Buses are generally quicker than taking the Tube for short (less than a couple of stops on the Tube) trips, and out of central London you're likely to be closer to a bus stop than a tube station. Many of the most popular buses tend to be of the articulated double-length variety, known as bendy buses. Routes served by these buses always carry a yellow route sign as detailed below. Care should be taken as it is possible for those unfamiliar with them to get on then have no way of paying. This could be related to the relative ease of hopping on and off without paying (doors open along the length of the bus and there is no on-board conductor). This is, however, illegal and can be very risky - large teams of inspectors frequently descend on these buses accompanied by police, and it's possible to be arrested and prosecuted.
Over 5 million bus trips are made each weekday; with over 700 different bus routes you are never far from a bus. Each bus stop has a sign listing routes that stop there. Bus routes are identified by numbers and sometimes letters, for example the 73 runs between Victoria and Seven Sisters. Yellow signs indicate you must purchase your ticket before you board. You must either have a Pay-as-you-go Oyster card, travelcard season ticket, bus saver ticket, bus pass, or have bought a one way ticket from a machine at the bus stop. These machines don't provide change (all the more reason to use one of the other options). Under 14s travel free without identification, 14-16s travel free on production of a Child Oyster photocard.

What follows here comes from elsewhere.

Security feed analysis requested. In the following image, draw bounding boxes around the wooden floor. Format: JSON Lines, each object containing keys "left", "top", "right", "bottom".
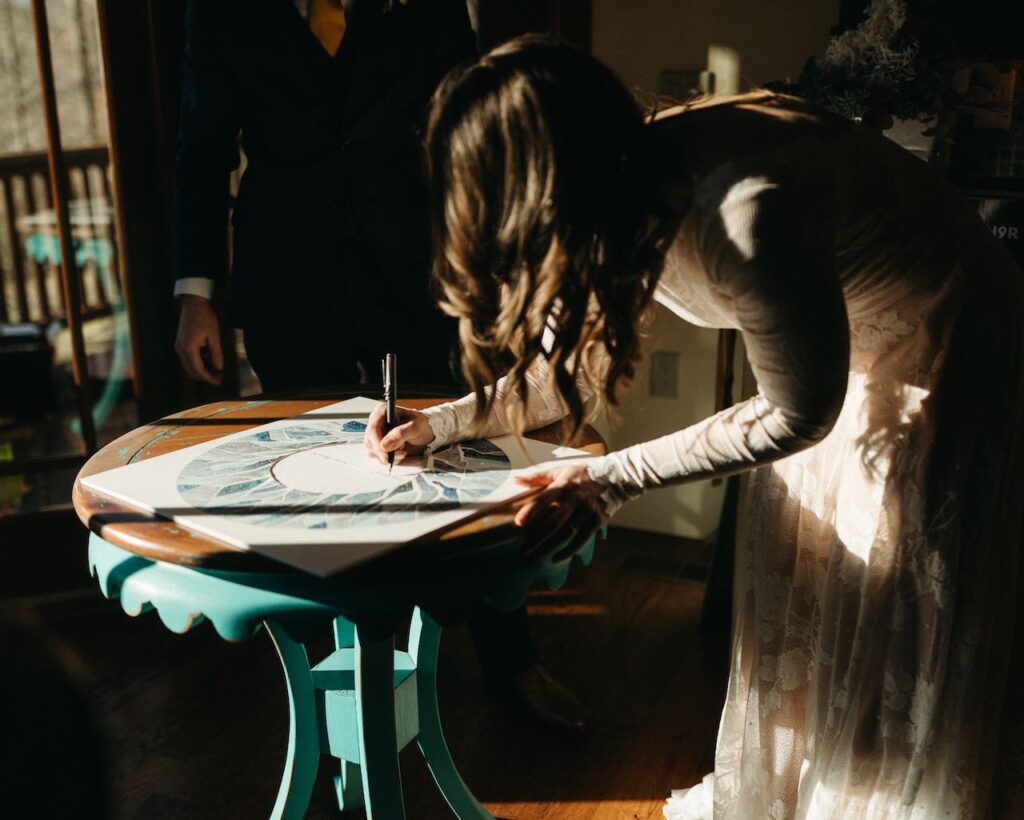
{"left": 10, "top": 527, "right": 730, "bottom": 820}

Buses display their route number in large digits at the front, side and rear.
By early 2009 Tfl would've rolled out the iBus on every bus and garage in London. This new system will provide bus times and destination information on a audio-visual display. All bus stops have their location and the direction of travel on them, although by the time you've seen this it can be too late. Bus drivers are usually too busy to be able to tell you. Your best bet is to ask fellow passengers or trace your route on a map. However, some buses including the 414 which runs from Maida Vale, the Chippenham to Putney Bridge have screens which display the next scheduled stop including a pre-recorded announcement.